Coconut performs a diff between two CocoGL files to determine a delta for purposes of incremental deployment. This allows it to change the live environment only where a difference between actual and desired state exists.
As seen above, CocoGL snapshot can be generated from a live environment. As such, a snapshot can be compared to another graph -- perhaps generated from another live environment -- to determine and reconcile "drift" between them.
This capability can be used to discover differences between environments that are meant to be similar (e.g., in different zones, staging vs. production, etc). Alternatively, this analysis could be used to to compare an environment against a CocoLang program's resulting CocoGL, to identify places where manual changes were made to an actual environment without having made corresponding changes in the sources (be it intentional or accidental).
To cope with some of the potential lossiness during snapshotting, Coconut implements a semantic diff, in addition to a more strict exact diff, algorithm. The semantic diff classifies differences due to lossy inference distinct from ordinary semantically meaningful differences that could be impacting a live environment's behavior.
Creating or Updating CocoLang and CocoPack from CocoGL
All artifacts embed debugging information similar to DWARF or PDB, correlating source lines with the resulting artifacts. As a result, it is possible to raise CocoGL into CocoPack and, from there, raise CocoPack into your favorite CocoLang.

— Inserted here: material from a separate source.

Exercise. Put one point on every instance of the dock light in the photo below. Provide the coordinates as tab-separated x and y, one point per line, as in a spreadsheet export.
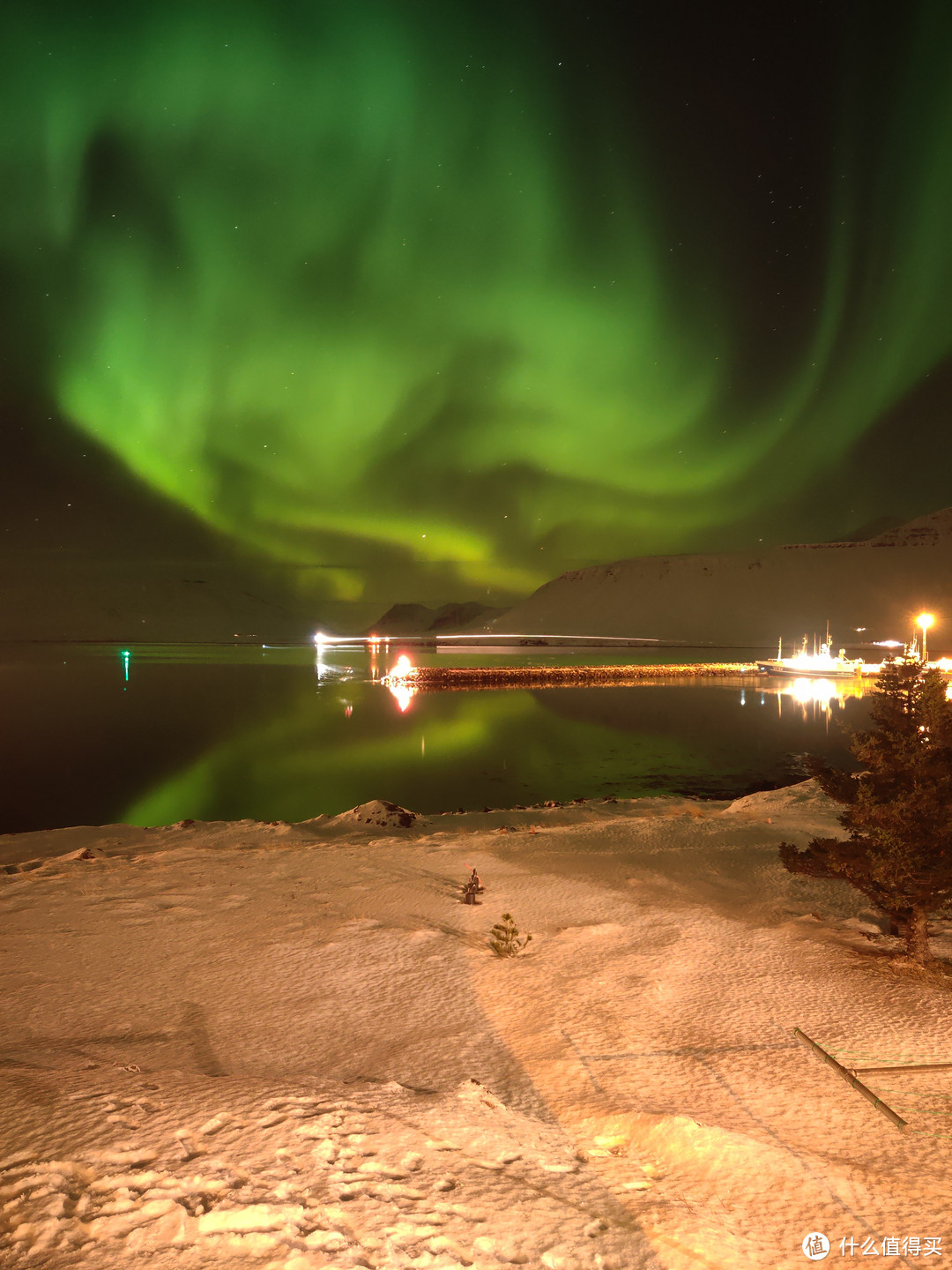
925	621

It is, however, important to note one thing before getting into the details. There are many possible CocoPacks that could generate a given CocoGL, due to conditional execution of code. There may even be many possible CocoLang programs that could generate a given CocoPack, since CocoPack's language constructs are intentionally smaller than what might exist in a higher-level programming language. In short, lowering and re-raising is not a round-trippable operation.
Nevertheless, this raising can come in handy for two reasons.
The first is that, thanks to raising, it is possible to reconcile diffs in part by making changes to the source CocoLang programs. If we just altered the CocoGL for a given CocoLang program, the process would be incomplete, because then the developer would be responsible for taking that altered CocoGL and translating it by hand into edits to the program. Automating this process as much as possible is obviously appealing even if -- similar to manual diff resolution when applying source patches -- this process requires a little bit of manual, but tool-assistable, work.
The second helps when bootstrapping an existing environment into Coconut for the first time. Not only can we generate the CocoGL that corresponds to an existing environment, but we can generate a CocoLang in your favorite language, that will generate an equivalent graph. This is called program inference. As with graph inference, the inference might miss key elements like dependencies, and might not include all of the desirable abstractions and metadata, however this can serve as a useful starting point for subsequent refactoring that would introduce such things.